Parmi ces mesures concrètes, le texte des sénateurs propose de publier chaque année et en données ouvertes, de la liste des prestations de conseil de l’Etat et de ses opérateurs et d’informations connexes (bons de commande, évaluations, etc.) mais aussi d’interdire pour les cabinets de conseil d’utiliser le logo de l’administration, « un consultant n’étant pas un fonctionnaire ». Le rapport avait évoqué cette piste, elle est maintenant intégrée dans la proposition de loi : Interdire les prestations gratuites (« pro bono ») des consultants.

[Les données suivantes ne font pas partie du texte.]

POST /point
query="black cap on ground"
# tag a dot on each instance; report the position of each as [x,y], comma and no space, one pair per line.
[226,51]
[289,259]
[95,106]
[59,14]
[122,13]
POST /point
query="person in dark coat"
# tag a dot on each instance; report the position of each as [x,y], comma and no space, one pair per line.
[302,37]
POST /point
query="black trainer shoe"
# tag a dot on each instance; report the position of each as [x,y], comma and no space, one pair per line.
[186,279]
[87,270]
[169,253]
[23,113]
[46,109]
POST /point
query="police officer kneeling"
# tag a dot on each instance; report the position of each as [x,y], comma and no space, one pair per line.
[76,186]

De façon plus anecdotique, le texte de loi prévoit l’obligation pour les consultants d’utiliser la langue française dans leurs échanges avec l’administration « et non leurs expressions anglo-saxonnes (benchmark, lean management, propale, slide, etc.) ». Les consultants seront tenus à respecter un code de bonne conduite : ils devront agir « avec probité et intégrité » ; « ils ne prennent pas de décision administrative » ; « ils proposent plusieurs scénarios à l’administration, s’appuyant sur des informations factuelles et non orientées ». La proposition de loi prévoit l’obligation de transmettre une déclaration d’intérêts, « pour que l’administration puisse connaître la liste de leurs autres clients et ainsi prévenir les conflits d’intérêts, sous le contrôle de la Haute Autorité pour la transparence de la vie publique (HATVP) ». Des mesures qui ne sont pas du goût des consultants qui les trouvent trop contraignantes. A les entendre, ces contraintes pourraient être contreproductives et inciter les cabinets de conseil à délaisser le marché public pour le privé. « En anticipation de rupture de confidentialité ou par peurt des sanctions, les consultants devront faire des choix entre le secteur privé et l’Etat, et ce sera pratiquement toujours en faveur des industries » indique Matthieu Courtecuisse, le président du Syntec conseil qui représente la profession interrogé par Les Echos. Enfin, à l’issue de la prestation, les données que l’administration a confiées aux cabinets de conseil devront être supprimées sous le contrôle de la Commission nationale de l’informatique et des libertés (CNIL).

Avec cette proposition de loi, « nous voulons mettre fin au recours tous azimuts aux cabinets de conseil et éviter les dérives constatées par la commission d’enquête : l’opacité, le foisonnement incontrôlé des prestations, la dépossession de l’Etat sur des missions stratégiques et les risques déontologiques et de conflits d’intérêts » conclut Arnaud Bazin. Faute d’avoir pu obtenir que leur texte soit inscrit à l’ordre du jour de la session extraordinaire de juillet, la commission d’enquête prévoit de le déposer à l’automne. 

Une mission d’information sur les cabinets de conseil à l’Assemblée aussi ?
Le député Insoumis Eric Coquerel, président de la Commission des Finances annonçait à son tour le 7 juillet dernier via twitter le lancement prochain d’une mission d’information sur les cabinets de conseil privé. Elle « permettra peut-être de nous interroger sur les questions du rapport qualité-prix de ces cabinets de conseil, leur nécessité, leur rôle » déclarait-il sans précision de calendrier. Une communication qui avait alors vivement fait réagir la sénatrice Eliane Assassi : « J’annonce qu’un travail sérieux et rigoureux a déjà été réalisé au Sénat par une commission d’enquête transpartisane qui a ensuite déposé une proposition de loi qui ne se limite pas à des “polémiques” ! C’est beau le rassemblement ! » avait-elle tweeté. Interrogé sur le sujet, le ministre de la Transformation et de la Fonction publiques Stanislas Guerini annonçait pour sa part que le gouvernement allait, « dans les prochaines semaines », présenter « un nouveau cadre pour encadrer le recours des ministères à ces prestations de conseil » qui reprendrait « beaucoup » de mesures de la proposition de loi déposée par les sénateurs Eliane Assassi et Arnaud Bazin. Finalement, face à la levée de boucliers des sénateurs, le président Coquertel a renoncé dans l’immédiat à sa mission d’information qui ne verra le jour que plus tard pour constater l’effet des réformes mises en place ces derniers mois.